Dengan jari yang terasa kaku, Amara akhirnya menggeser layar untuk menjawab panggilan itu. Begitu panggilan terhubung, suara dari seberang terdengar jelas dan dingin, menusuk seperti pisau yang tak tampak. "Kamu masih ingat saya, kan?" suara itu berbicara dengan nada yang tenang tapi mengancam. "Saya yang menginterview kamu di Starbucks."

Seketika, tubuh Amara membeku. Suara itu... suara yang selama ini ia coba lupakan, tapi gagal. Itu adalah suara pria yang nyaris menghancurkan dunianya. Ingatan tentang kejadian itu interview palsu yang berubah menjadi ancaman menerobos masuk ke dalam pikirannya seperti banjir, menenggelamkan setiap usaha yang selama ini ia lakukan untuk melupakan.

Rasa takut menyelimutinya, begitu dingin dan begitu kuat. Dengan tangan gemetar, tanpa berpikir panjang, Amara segera menutup teleponnya. Ponsel itu ia lempar ke sisi tempat tidur, seakan dengan begitu ia bisa menjauhkan dirinya dari ancaman yang baru saja kembali muncul di hadapannya. Tapi ketenangan yang ia harapkan tidak datang.
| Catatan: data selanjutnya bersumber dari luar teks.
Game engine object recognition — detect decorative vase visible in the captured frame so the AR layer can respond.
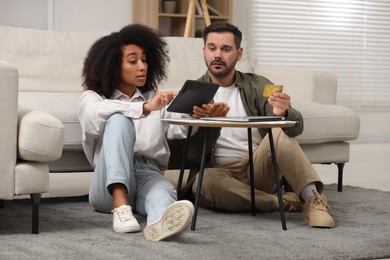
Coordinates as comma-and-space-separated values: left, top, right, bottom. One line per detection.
163, 1, 176, 13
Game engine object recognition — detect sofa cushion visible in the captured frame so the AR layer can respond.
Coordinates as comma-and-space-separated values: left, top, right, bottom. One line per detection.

Tak butuh waktu lama sebelum ponsel itu kembali berdering, mengguncang ketenangan semu yang ia coba ciptakan. Setiap detik yang berlalu terasa seperti ancaman yang semakin nyata, seolah suara itu bisa muncul di kamarnya kapan saja. Kegelapan yang dulu terasa nyaman kini berubah menjadi cengkeraman ketakutan. Dering ponselnya menjadi seperti detak waktu yang mengukur seberapa cepat kepanikannya bertambah besar.

Amara merasa terperangkap. Ia duduk di atas tempat tidurnya dengan napas tersengal, jantungnya berdegup begitu kencang hingga dadanya terasa sakit. Suasana di kamar yang semula damai berubah drastis menjadi tempat yang sempit dan penuh ancaman. Ia menatap ponsel yang masih berdering tanpa henti, seolah ponsel itu menjadi simbol dari ketakutannya yang tak kunjung hilang.
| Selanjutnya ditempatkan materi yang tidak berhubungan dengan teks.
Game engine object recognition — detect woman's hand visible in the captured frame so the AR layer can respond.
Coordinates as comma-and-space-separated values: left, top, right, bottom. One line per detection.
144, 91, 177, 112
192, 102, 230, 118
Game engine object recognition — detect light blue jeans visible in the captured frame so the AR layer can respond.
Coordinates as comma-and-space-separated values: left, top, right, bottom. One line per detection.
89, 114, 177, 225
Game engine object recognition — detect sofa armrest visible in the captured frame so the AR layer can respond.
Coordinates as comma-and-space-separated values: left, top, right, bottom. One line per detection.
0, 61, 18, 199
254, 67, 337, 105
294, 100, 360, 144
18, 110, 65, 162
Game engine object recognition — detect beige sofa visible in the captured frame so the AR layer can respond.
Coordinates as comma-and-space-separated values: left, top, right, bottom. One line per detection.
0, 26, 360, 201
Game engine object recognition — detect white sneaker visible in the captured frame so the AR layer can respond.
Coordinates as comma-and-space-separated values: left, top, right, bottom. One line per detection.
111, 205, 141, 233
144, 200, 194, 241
Pikirannya kacau, tak mampu berpikir jernih. Ia tidak tahu harus berbuat apa, tak tahu kepada siapa harus meminta bantuan. Tangannya gemetar saat memegang ponsel, tetapi ide untuk memblokir nomor tersebut tidak terlintas sama sekali di benaknya. Ketakutan telah menguasai seluruh pikirannya, menenggelamkan logikanya. Yang ia rasakan hanyalah kepanikan yang semakin hari semakin sulit ia kendalikan.
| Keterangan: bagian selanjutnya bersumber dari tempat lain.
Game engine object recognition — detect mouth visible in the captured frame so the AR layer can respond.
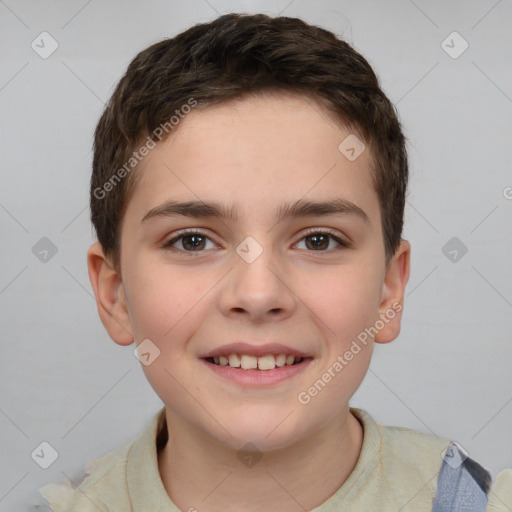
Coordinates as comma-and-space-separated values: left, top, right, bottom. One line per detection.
204, 353, 311, 371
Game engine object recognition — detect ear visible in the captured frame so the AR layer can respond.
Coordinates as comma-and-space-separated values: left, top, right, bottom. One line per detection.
87, 243, 134, 345
374, 240, 411, 343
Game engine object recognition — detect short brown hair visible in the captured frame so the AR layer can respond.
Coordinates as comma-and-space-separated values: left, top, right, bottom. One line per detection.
90, 13, 408, 269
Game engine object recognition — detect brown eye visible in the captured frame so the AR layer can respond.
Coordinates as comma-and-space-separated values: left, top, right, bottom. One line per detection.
162, 231, 213, 253
299, 231, 349, 252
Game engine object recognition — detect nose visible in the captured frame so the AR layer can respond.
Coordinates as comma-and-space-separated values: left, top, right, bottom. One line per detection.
219, 241, 297, 322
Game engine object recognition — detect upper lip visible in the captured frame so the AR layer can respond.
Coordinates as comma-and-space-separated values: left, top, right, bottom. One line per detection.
201, 342, 310, 359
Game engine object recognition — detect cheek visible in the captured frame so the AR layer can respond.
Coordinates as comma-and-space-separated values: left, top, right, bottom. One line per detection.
302, 266, 381, 343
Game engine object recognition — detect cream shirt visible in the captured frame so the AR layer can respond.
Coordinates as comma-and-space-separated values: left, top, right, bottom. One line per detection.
39, 407, 512, 512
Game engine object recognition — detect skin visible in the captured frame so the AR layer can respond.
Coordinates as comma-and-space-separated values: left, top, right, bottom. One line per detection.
88, 90, 410, 512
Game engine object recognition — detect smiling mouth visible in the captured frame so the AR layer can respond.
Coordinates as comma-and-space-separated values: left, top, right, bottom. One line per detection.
205, 354, 311, 371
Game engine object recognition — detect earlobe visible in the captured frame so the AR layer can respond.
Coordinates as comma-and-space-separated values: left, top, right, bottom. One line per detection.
87, 243, 134, 345
374, 240, 411, 343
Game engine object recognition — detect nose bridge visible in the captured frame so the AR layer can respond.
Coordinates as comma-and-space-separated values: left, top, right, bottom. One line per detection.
222, 234, 295, 316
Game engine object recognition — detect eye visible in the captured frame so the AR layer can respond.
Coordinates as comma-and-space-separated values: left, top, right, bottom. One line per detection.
162, 230, 215, 253
298, 228, 350, 252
Amara memeluk lututnya, tubuhnya menggigil bukan karena dingin, melainkan karena ketakutan yang tak terelakkan. Suara telepon yang berdering seolah menjadi irama yang menekan, setiap detaknya menambah tekanan pada hatinya. Kejadian di Starbucks yang selama ini coba ia lupakan kini kembali menghantuinya. Ia ingat betul bagaimana pria itu, dengan sikap yang awalnya ramah, perlahan berubah menjadi ancaman. Senyum palsu di wajah pria itu berubah menjadi tatapan licik, membuat Amara merasa terjebak.

Waktu itu, ia berhasil melarikan diri. Dengan keberanian yang entah datang dari mana, Amara berhasil kabur dari situasi yang hampir membahayakan dirinya. Namun luka dari kejadian itu masih ada, tersembunyi di balik usahanya untuk tampak kuat. Dan kini, luka itu terbuka kembali, dipicu oleh suara yang seharusnya tak pernah ia dengar lagi.

Dering telepon berhenti sesaat, memberikan jeda yang amat singkat bagi Amara. Tapi hanya beberapa detik kemudian, dering itu kembali mengisi ruangan, kali ini disertai dengan pesan masuk yang membuat Amara semakin terhantam oleh ketakutan.

Ia melihat layar ponselnya menyala, memunculkan pesan baru: "Mari Bertemu dan Bicara."

Pikiran Amara serasa dipenuhi oleh awan gelap yang semakin tebal. Kepanikannya memuncak, tetapi tubuhnya terasa lumpuh, tidak bisa bergerak, tidak bisa berpikir jernih. Ketakutan itu begitu menguasai dirinya hingga napasnya semakin pendek dan terengah-engah. Baginya, ancaman itu bukan lagi sekadar kata-kata di layar, melainkan kenyataan yang semakin mendekat, seperti bayangan gelap yang merayap dari sudut ruangan, siap menelan seluruh keberaniannya.